Zo’n kantonrechter moet het een dag lang worden verboden naar een toilet te gaan
Gemiddeld plast een mens 5 tot 8 keer per dag. Als je moet, moet je. Die kantonrechter die weliswaar de boete voor een wildplassende vrouw matigde maar toch op € 90,- bepaalde, vond dat ze best op een mannentoilet had gekund. Mannentoiletten in een binnenstad zijn overwegend open en tegelijk niet afsluitbaar. Als je er plast kan er ook een ander binnenkomen.
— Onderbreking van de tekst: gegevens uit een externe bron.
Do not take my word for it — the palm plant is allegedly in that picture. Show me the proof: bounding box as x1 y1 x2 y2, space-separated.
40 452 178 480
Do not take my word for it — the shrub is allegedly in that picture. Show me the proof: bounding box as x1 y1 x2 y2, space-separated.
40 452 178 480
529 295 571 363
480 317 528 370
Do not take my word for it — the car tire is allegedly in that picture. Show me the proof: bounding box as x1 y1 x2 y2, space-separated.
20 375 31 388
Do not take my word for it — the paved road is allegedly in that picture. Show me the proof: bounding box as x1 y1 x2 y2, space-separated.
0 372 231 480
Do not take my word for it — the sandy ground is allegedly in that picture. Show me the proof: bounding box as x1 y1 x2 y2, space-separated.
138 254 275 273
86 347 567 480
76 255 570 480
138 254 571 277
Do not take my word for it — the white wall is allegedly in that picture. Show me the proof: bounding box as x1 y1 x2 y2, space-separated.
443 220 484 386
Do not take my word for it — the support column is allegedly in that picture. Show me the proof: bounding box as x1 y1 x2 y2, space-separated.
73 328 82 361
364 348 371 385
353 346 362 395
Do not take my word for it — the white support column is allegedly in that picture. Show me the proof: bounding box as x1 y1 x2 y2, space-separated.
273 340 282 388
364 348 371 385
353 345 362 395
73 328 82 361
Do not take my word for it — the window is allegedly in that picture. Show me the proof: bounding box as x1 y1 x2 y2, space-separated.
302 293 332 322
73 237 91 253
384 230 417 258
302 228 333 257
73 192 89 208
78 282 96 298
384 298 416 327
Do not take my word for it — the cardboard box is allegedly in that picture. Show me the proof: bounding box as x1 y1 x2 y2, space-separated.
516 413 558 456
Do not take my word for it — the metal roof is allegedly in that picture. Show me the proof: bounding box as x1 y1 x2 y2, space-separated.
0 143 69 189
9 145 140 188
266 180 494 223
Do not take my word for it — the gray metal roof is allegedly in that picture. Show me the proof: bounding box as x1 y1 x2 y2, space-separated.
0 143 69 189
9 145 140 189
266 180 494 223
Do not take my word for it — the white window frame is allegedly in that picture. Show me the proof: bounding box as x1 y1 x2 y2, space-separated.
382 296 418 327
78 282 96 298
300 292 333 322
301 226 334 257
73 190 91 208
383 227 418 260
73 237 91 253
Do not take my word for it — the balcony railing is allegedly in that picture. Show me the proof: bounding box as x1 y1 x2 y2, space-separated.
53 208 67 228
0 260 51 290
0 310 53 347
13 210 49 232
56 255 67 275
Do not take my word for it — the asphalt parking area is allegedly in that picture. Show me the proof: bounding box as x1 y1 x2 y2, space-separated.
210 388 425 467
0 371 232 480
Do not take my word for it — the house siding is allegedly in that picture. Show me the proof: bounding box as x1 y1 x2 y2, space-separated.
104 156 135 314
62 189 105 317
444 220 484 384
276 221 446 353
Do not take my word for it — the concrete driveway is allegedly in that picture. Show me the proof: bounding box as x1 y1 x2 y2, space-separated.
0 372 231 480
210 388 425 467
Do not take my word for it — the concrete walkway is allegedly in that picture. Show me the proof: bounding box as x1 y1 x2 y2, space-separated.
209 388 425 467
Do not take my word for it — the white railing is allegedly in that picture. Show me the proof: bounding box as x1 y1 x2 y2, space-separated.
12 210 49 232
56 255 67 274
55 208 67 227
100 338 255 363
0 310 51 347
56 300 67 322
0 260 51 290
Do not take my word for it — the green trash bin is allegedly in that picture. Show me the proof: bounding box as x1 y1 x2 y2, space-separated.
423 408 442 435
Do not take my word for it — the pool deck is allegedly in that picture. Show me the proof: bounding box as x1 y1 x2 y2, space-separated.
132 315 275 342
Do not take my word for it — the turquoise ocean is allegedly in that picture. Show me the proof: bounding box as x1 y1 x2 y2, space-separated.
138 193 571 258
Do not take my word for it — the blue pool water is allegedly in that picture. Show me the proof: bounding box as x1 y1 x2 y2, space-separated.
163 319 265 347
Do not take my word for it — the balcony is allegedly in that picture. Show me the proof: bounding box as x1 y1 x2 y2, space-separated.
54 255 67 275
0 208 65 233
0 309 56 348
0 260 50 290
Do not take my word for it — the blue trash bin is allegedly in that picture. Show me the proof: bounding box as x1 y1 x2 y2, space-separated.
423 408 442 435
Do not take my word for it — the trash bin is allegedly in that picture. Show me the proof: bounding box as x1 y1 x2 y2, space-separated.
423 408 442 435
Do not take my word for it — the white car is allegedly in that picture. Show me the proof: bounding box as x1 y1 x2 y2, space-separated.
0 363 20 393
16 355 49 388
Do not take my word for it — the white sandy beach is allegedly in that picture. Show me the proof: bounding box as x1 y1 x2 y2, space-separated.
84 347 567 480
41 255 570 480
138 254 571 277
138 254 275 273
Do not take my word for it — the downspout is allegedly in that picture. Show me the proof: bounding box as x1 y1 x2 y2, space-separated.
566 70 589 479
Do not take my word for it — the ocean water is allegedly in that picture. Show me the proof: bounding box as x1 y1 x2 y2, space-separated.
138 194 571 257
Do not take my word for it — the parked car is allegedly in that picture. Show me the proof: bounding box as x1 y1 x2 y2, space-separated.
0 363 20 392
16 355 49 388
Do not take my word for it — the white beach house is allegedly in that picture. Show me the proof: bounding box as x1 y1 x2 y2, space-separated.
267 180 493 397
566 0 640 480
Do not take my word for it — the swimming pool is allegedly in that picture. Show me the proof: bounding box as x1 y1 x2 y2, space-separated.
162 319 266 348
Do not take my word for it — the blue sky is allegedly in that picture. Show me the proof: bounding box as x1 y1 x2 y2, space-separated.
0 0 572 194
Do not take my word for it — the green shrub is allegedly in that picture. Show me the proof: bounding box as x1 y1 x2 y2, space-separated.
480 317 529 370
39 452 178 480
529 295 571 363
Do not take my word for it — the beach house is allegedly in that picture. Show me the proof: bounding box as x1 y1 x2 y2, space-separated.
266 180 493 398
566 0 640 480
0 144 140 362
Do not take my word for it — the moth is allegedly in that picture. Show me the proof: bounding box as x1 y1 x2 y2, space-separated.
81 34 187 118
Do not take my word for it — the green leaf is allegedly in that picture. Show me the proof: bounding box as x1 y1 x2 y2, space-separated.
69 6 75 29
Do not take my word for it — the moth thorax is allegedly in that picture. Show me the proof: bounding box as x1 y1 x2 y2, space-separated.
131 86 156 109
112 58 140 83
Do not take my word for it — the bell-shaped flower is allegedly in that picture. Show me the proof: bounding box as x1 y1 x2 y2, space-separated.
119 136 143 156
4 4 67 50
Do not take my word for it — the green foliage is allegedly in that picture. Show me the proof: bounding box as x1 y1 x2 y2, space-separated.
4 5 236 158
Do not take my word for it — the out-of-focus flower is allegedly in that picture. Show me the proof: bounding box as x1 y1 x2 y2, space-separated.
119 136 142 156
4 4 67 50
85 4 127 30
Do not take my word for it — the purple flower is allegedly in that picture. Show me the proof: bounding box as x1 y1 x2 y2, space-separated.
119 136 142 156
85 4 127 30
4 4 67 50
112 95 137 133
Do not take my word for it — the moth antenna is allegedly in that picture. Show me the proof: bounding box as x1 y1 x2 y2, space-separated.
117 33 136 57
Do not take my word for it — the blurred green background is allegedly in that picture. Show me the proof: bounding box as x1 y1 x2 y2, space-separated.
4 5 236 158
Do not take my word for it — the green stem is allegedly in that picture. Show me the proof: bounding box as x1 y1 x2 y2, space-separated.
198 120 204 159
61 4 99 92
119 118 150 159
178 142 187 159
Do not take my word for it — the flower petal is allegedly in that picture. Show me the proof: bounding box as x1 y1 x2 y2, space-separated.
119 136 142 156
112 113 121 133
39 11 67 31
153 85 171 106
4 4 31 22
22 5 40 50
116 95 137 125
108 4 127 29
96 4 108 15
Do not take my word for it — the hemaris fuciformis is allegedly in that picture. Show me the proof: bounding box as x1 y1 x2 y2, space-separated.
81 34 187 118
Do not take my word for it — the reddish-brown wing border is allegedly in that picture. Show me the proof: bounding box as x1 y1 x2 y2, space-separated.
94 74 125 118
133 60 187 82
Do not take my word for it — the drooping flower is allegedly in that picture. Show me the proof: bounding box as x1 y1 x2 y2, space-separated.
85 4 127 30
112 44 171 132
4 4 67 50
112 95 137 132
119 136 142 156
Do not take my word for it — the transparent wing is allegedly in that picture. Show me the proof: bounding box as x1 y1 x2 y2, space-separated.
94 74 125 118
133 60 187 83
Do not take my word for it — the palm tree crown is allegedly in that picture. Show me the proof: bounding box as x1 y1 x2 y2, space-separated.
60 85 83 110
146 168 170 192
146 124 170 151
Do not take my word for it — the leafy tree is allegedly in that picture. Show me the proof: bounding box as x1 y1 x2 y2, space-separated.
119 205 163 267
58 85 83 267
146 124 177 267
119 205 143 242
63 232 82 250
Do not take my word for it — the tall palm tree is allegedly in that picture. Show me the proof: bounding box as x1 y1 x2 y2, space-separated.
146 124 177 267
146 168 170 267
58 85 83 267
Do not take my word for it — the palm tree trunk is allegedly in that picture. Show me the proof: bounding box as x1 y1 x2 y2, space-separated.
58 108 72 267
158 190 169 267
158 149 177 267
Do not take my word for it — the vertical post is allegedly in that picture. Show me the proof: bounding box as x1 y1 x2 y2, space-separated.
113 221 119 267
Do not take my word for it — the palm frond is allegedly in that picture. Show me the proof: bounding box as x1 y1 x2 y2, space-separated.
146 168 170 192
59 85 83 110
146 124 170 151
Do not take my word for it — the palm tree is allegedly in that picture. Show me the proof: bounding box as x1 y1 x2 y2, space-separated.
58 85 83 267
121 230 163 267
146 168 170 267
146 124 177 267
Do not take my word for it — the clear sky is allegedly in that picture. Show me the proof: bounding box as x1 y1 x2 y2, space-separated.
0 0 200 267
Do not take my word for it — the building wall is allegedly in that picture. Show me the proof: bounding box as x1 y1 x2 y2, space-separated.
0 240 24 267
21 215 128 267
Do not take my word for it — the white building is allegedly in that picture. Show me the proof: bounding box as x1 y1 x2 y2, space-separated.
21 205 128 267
Voor een man geen probleem, die staat met zijn verondersteld edele deel richting de bak, een vrouw zou precies andersom moeten staan, zitten: geen idee wat deze edelachtbare in gedachten had. Dan zit je daar dus als vrouw – in elk geval neem je een quasi-zittende houding aan – en de eerste man die al dan niet moedwillig je toilet binnenstapt kijkt je recht in het kruis.
Deze kantonrechter heeft natuurlijk ook een dilemma. Met een beroep op de Wet Gelijke behandeling kan ook een man alles overal laten lopen als de vrouw was vrijgesproken of – zoals een andere kantonrechter in vergelijkbare gevallen deed – de boete matigen tot € 0,-.
Toch had hij er in dit geval voor moeten kiezen. Regels en wetgeving moeten praktisch toepasbaar zijn, anders moet je ze buiten werking stellen. Dit was zo’n geval. Er horen in gemeentes net zoveel openbare toiletten te zijn voor vrouwen als voor mannen. Zolang dat niet zo is past een boete van maximaal € 0,- of helemaal geen boete.
Laat deze kantonrechter zelf maar eens het gevoel krijgen dat deze vrouw had. Gewoon laten rondlopen met een al maar vollere blaas en effectief geen mogelijkheid – zelfs een verbod – om ‘m op een fatsoenlijke manier te legen.